И что у Ли - Ли за бзик - я уже столько раз рассказывал! Первый раз рассказывать не надо было.
В реке при береге у пионерского лагеря стояла выгородка из металлической сетки, чтобы пионеры с пионерками, купаясь, не повыплывали на речную быстрину и не утопли. Лагерное начальство панически боялось утратить доверенное ему поголовье, потому что в тех золотых пионерских временах за утрату пионера, пусть даже самого засраного, любому начальству голову отрывали и собакам бросали. Это уж сейчас, в постпионерском пространстве, так повелось, что пионеры пропадают массово, а начальству хоть бы хрен.
По берегу хромал пригорбленный Максим Герасимович Блонок, попросту Блонька, старший вожатый и баянист, злобно зыркающий на каждого, кто приближался к сетке, и устрашающе, потрясая кулаком, орущий:
- Я тебе подплыву! Я тебе поднырну! Я тебе яйца оторву, байстрюк!
Яйца оторвать грозил он и пионерам, и пионеркам - кто их там в воде разберет.
В отличие от всего остального лагерного начальства, которое ненавидело пионеров с пионерками из–за страха остаться без головы, кинутой собакам, у Блоньки к нам было чистое чувство: он ненавидел нас из–за ненависти. Ковыляя в речном песке, обязанный сохранять наше поголовье, он на самом деле желал одного: чтобы все мы поднырнули под сетку, повыплывали на стремнину, утопли - и река унесла наши мерзкие, хитрые, подлые трупы в далекое Балтийское море. И тогда бы он пропел начальству: "Смотри, как тихо и как чисто…"
Смотри, как тихо и как чисто, - начало песни, которую Блонька сам придумал, сам как он говорил, малость подзаикаясь, со–сложил - и, не имея никакой иной возможности услышать со–сложенное, по три раза на день заставлял нас петь:
Плывет московский бой курантов,
И горны вскинули горнисты,
Двенадцать юных музыкантов…
Блонька глаза закрывал, баян раздирая, так ему было в кайф…

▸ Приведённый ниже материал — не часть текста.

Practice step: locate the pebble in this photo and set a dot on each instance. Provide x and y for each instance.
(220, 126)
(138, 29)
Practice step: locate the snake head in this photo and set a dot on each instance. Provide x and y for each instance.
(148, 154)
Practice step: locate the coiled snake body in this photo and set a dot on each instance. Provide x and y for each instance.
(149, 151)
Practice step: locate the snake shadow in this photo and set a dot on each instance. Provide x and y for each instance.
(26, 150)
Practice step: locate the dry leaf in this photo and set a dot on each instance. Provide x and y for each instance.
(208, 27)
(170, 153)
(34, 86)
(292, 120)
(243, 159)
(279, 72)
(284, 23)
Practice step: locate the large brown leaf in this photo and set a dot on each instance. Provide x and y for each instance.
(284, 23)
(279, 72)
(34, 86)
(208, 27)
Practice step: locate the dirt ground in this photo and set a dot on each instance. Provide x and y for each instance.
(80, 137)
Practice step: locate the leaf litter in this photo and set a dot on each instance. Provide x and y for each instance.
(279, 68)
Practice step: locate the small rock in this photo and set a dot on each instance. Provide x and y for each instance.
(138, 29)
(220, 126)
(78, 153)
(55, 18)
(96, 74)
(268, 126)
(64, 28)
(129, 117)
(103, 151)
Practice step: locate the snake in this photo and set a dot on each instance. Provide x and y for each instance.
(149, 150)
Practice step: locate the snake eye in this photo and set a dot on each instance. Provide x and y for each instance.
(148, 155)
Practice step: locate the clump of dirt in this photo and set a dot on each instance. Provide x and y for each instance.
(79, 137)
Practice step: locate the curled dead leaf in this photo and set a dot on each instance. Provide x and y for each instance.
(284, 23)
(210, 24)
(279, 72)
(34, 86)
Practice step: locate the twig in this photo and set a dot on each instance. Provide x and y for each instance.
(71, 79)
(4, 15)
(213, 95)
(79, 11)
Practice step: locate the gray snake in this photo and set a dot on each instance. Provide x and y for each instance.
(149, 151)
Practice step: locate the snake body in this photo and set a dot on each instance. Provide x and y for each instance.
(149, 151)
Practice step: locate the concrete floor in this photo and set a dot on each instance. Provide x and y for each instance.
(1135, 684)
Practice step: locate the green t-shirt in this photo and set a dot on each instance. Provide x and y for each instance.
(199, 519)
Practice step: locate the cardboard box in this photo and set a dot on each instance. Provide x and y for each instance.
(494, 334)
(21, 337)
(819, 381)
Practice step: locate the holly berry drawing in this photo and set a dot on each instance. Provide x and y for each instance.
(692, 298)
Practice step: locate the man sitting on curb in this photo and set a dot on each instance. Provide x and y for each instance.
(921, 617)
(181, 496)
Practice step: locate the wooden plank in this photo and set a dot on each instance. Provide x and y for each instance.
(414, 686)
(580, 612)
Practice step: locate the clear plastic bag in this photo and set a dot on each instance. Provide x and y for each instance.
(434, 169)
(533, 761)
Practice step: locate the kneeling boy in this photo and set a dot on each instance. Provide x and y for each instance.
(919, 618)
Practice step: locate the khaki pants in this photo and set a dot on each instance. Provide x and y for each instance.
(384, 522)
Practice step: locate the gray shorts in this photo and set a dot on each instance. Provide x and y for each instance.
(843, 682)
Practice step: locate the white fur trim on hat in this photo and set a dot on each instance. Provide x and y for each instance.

Из–за этой песни, в которой двенадцать юных музыкантов превращались нами ровно во столько же юных мастурбантов, из–за баяна и музыки, а не из–за того, что был он хромым, пригорбленным да подзаикастым, Блоньку и любили студентки–пионервожатые. Чаще всего любили ночью, но иногда и днем, в тихий час, и с одной из них, Светланой Николаевной, мы Блоньку подкараулили и сфотографировали со спущенными штанами в лесу за муравейниками. Светлана Николаевна, упираясь руками в наклоненную сосну, сама стояла, наклонившись, и на фотографии всю ее было не распознать, зато Блонька, пристроившийся к ней сзади, из–за горба своего и сухотной ноги распознавался весь. Мы подбросили фотографию в футляр баяна - и она выпала из него на утренней линейке… Мы вскинули руки в салюте!
Блонька, так заискрившись ненавистью, что, казалось, утреннее солнце переискрил, зыркнул на нас, сунул фотографию в карман, баян в футляр - и песню, со–сложенную Блонькой, мы не спели.